我怎样才能调用缓冲区溢出? [英] How can I invoke buffer overflow?
问题描述
我得到了一个家庭作业,要求我调用一个函数没有显式调用它,使用缓冲区溢出。在code基本上是这样的:
I got a homework assignment asking me to invoke a function without explicitly calling it, using buffer overflow. The code is basically this:
#include <stdio.h>
#include <stdlib.h>
void g()
{
printf("now inside g()!\n");
}
void f()
{
printf("now inside f()!\n");
// can only modify this section
// cant call g(), maybe use g (pointer to function)
}
int main (int argc, char *argv[])
{
f();
return 0;
}
虽然我不知道如何着手。我想过改变的返回地址程序计数器,以便它会直接进入到g()的地址,但我不知道如何访问它。无论如何,提示将是巨大的。

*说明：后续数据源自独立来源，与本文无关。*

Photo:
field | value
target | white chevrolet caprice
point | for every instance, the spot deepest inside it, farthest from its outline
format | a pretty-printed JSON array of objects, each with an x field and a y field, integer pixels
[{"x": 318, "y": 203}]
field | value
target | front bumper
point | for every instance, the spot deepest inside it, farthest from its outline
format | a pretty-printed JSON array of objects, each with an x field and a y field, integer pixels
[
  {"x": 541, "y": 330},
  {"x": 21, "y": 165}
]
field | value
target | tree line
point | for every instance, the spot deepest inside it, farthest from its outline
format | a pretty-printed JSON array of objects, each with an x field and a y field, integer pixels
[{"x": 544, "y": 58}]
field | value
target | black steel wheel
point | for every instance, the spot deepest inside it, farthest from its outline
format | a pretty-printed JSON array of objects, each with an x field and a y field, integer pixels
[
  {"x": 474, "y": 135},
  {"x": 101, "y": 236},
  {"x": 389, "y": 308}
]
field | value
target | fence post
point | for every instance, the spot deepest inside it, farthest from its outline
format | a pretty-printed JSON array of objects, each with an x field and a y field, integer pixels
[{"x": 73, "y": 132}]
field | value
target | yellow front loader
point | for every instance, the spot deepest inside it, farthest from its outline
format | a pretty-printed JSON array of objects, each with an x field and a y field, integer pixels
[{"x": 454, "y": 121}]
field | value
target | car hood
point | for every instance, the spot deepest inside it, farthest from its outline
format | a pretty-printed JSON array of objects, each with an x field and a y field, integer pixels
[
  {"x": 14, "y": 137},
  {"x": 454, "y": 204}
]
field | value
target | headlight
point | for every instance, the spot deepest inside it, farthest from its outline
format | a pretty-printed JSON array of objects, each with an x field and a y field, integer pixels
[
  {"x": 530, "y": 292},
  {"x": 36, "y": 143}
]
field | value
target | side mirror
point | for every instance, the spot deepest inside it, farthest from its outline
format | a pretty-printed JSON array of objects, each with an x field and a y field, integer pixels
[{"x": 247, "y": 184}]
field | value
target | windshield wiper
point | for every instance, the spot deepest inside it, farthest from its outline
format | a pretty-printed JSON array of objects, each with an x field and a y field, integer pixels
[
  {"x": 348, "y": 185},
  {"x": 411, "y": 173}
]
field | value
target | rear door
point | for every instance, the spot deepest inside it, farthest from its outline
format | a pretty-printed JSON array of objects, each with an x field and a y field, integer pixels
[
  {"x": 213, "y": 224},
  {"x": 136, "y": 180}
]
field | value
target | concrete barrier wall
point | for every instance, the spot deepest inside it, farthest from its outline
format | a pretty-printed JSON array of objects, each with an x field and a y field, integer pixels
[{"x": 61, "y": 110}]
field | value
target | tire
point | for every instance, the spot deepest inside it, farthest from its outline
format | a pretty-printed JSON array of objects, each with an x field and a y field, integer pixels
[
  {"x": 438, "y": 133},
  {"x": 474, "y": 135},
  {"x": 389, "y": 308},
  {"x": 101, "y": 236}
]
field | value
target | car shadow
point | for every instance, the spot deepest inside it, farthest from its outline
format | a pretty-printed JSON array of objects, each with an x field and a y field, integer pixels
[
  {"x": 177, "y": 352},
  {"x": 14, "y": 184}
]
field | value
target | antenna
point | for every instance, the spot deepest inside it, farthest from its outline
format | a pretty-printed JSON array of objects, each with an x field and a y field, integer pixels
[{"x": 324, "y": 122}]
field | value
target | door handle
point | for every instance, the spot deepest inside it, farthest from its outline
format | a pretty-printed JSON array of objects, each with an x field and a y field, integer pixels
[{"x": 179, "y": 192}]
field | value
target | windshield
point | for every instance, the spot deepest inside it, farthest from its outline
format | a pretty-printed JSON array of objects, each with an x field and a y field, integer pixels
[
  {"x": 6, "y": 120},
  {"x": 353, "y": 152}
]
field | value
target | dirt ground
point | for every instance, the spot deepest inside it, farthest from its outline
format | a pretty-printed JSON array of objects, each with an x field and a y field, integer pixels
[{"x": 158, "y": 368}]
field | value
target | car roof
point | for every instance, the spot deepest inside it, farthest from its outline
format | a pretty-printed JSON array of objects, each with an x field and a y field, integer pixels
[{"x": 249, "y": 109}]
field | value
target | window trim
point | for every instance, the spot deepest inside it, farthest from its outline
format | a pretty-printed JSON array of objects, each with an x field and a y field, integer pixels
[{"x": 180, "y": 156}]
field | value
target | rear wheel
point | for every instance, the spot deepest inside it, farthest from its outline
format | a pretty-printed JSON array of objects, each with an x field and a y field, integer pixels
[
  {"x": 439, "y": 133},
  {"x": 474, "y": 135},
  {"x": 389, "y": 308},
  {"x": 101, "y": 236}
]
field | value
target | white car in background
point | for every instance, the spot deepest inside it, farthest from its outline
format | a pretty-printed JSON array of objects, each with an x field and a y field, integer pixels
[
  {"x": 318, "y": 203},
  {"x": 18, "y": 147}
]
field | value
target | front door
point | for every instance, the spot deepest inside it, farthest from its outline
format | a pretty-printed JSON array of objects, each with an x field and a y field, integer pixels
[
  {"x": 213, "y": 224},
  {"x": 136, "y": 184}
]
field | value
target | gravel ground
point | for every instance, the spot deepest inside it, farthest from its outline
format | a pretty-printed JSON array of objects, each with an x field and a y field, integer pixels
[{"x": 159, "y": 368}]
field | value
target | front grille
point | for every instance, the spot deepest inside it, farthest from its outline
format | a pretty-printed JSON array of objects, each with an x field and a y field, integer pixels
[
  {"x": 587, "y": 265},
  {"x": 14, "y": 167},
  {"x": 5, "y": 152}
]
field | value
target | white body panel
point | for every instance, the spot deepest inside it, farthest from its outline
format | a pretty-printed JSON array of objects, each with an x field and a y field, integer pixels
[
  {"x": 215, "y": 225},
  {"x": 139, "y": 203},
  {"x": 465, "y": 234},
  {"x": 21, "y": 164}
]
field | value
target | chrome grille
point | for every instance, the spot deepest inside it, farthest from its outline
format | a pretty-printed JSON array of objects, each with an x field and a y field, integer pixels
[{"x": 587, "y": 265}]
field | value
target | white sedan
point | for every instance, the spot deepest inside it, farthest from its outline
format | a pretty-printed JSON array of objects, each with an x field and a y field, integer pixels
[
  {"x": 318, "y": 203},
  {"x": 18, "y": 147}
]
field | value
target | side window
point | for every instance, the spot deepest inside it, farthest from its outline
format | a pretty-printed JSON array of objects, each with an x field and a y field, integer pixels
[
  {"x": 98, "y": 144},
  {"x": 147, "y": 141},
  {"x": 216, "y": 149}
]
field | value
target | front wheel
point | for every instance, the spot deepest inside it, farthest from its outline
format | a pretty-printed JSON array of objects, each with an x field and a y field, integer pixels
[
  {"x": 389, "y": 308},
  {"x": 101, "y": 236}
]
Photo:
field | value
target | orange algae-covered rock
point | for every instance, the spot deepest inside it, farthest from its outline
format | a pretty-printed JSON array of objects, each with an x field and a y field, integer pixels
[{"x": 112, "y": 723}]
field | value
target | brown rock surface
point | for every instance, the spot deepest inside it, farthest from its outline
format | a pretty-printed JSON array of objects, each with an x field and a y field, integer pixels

Though I'm not sure how to proceed. I thought about changing the return address for the program counter so that it'll proceed directly to the address of g(), but I'm not sure how to access it. Anyway, tips will be great.
推荐答案
基本的想法是这样,当函数返回是继续在一个新的被攻击的地址来执行改变函数的返回地址。正如尼尔斯的答案中的一个做的,你可以声明一块内存(通常是数组),并在返回地址被覆盖,以及这样的方式溢出了。
The basic idea is to alter the function's return address so that when the function returns is continues to execute at a new hacked address. As done by Nils in one of the answers, you can declare a piece of memory (usually array) and overflow it in such a way that the return address is overwritten as well.
我建议你不要盲目采取任何这里给出实际上不理解它们是如何工作的程序。这篇文章写得很好,你会发现它非常有用的:
I would suggest you to not blindly take any of the programs given here without actually understanding how they work. This article is very well written and you'll find it very useful:
这篇关于我怎样才能调用缓冲区溢出?的文章就介绍到这了,希望我们推荐的答案对大家有所帮助,也希望大家多多支持IT屋!